Although new-age companies typically have an asset-light model, their operating expenditure is quite high, due to their need for spending money on technology upgradation, research and development, hiring employees and ad-spends. Call it capex or opex, the viable start-ups will be the ones that are reducing their capital or operating expenditure.

3) Financials

Since most digital IPOs are loss-making, you cannot run conventional valuation or profitability metrics. There are other financial checks that you can run. You should see if the company has been narrowing its losses over the years; if it is generating operating profits if not net profits, and if its revenues have been growing.

“New-age IPOs have good revenue growth but still incur losses due to their substantial spending towards advertisement, promotions and employees, etc.

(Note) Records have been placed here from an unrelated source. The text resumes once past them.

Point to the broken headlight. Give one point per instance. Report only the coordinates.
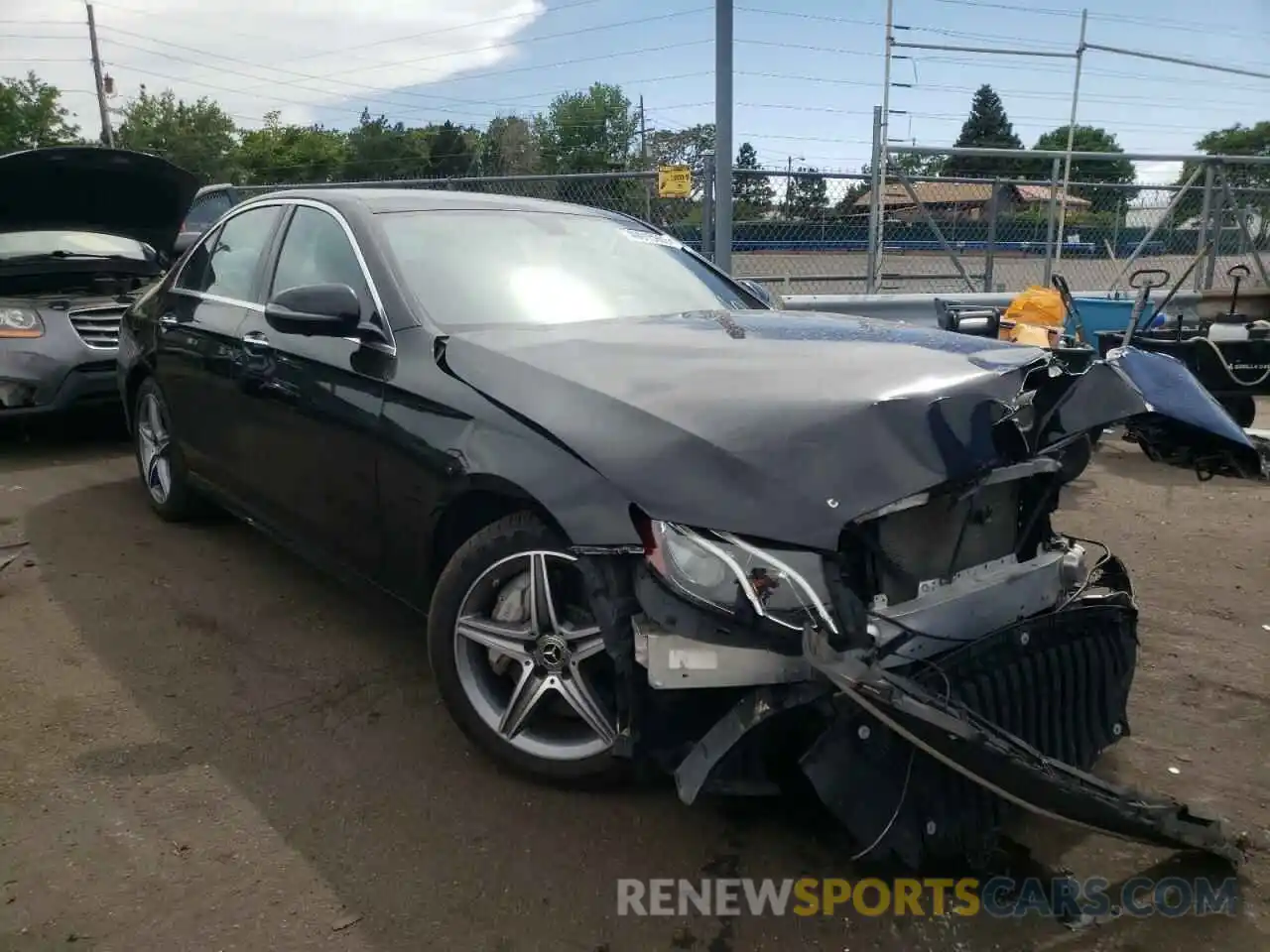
(21, 322)
(728, 574)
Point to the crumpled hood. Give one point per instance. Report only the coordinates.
(86, 188)
(774, 424)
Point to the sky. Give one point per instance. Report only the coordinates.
(808, 72)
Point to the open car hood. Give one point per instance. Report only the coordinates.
(86, 188)
(786, 425)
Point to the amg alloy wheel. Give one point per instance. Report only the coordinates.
(153, 445)
(518, 656)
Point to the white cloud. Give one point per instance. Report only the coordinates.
(1157, 173)
(255, 56)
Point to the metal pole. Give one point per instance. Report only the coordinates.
(984, 50)
(875, 204)
(989, 257)
(884, 136)
(1216, 221)
(1151, 234)
(707, 206)
(1197, 63)
(107, 132)
(1017, 154)
(722, 135)
(1071, 137)
(643, 155)
(1243, 229)
(1051, 220)
(1202, 241)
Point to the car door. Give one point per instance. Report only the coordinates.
(318, 403)
(198, 361)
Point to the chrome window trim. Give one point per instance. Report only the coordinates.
(241, 208)
(218, 298)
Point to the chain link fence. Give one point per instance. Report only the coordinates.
(943, 222)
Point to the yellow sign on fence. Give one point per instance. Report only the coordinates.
(675, 181)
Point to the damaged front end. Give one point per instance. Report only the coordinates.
(952, 661)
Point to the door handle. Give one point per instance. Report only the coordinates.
(257, 343)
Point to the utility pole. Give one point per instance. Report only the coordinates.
(722, 135)
(643, 155)
(107, 132)
(1071, 136)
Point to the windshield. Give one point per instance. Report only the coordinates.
(497, 267)
(21, 244)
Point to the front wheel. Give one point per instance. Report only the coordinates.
(159, 460)
(518, 656)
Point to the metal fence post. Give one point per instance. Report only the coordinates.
(875, 204)
(1053, 221)
(991, 252)
(1241, 221)
(707, 206)
(1205, 277)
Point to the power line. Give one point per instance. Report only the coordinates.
(327, 76)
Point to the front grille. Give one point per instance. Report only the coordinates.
(98, 326)
(1065, 692)
(1064, 689)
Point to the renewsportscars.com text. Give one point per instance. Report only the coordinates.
(998, 897)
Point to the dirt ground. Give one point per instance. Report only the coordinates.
(207, 746)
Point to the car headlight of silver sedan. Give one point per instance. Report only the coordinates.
(728, 574)
(21, 322)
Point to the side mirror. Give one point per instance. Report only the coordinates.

These companies cannot be valued by traditional methods and investors should look with a different perspective like understanding the sector, strategy and future growth prospects,” says Ajit Mishra, VP, research, Religare Broking Ltd.

“Also, they should analyse market share (gaining or losing) and check their financial trend for cues on narrowing losses as that would encourage investment,” he adds.

4) Type of the IPO

Investors should see if the fresh IPO coming in is an offer for sale (OFS) or is generating fresh equity. Fresh issuance is better than OFS, as in latter, the existing investors sell their shares. “The split of the issue, that is, fresh issue and OFS could also impact the future price behaviour. In case a very large proportion of the issue size consists of OFS, then it may not be a good sign,” says Jasani of HDFC Securities

5) Equity dilution

One also needs to see how much equity dilution has happened in the IPO in question. The start-ups getting listed in the stock market should be self-sustaining, instead of raising fresh capital repeatedly. Thus, the founders diluting their equity stakes excessively may not be a good sign.

“Dilution reduces the value of an individual investment. However, if new shares are issued to boost revenue, capacity addition and debt repayment, etc., it is positive,” says Mishra of Religare Broking.

Thus, the higher dilution will not necessarily be a negative sign. Check the reason for equity dilution before you take a call on avoiding or subscribing to the issue.

Agrawal of Edelweiss Financial Services advises checking the names of existing investors who are exiting in the IPO. “How much and in what proportions the promoters and existing investors are diluting their holdings are some equally important factors to be considered.”

What lies ahead

Paytm’s lacklustre listing has triggered a reality check of the sort in the IPO market. The sell-off has affected stocks of recently listed start-ups such as Policybazaar, Zomato, and Nykaa. If a new-age IPO coming in is richly valued as Paytm was, investors would do well to give it a pass. Invest in it only if you have a conviction in its business model and future potential.

“Retail investors do not have the wherewithal to value the new age IPOs. Based on their limited knowledge and the relevance of the companies in their practical use, they can allocate small amounts in some of these IPOs and if their conviction about the medium-term prospects is not high, they may keep a stop loss in terms of absolute loss per IPO,” suggests Jasani.

He sees future IPOs to price themselves modestly. “IPO investors have been allotted shares at a much higher price than the last round of funding by PE/VC investors. So, IPO investors are taking much higher risks than the so-called aggressive investors (PE/VC). This movement in the post-listing price could result in future valuations by new-age companies being more modest. Though retail memory is short, the IPOs expected in the next few months will attempt to leave something on the table for investors."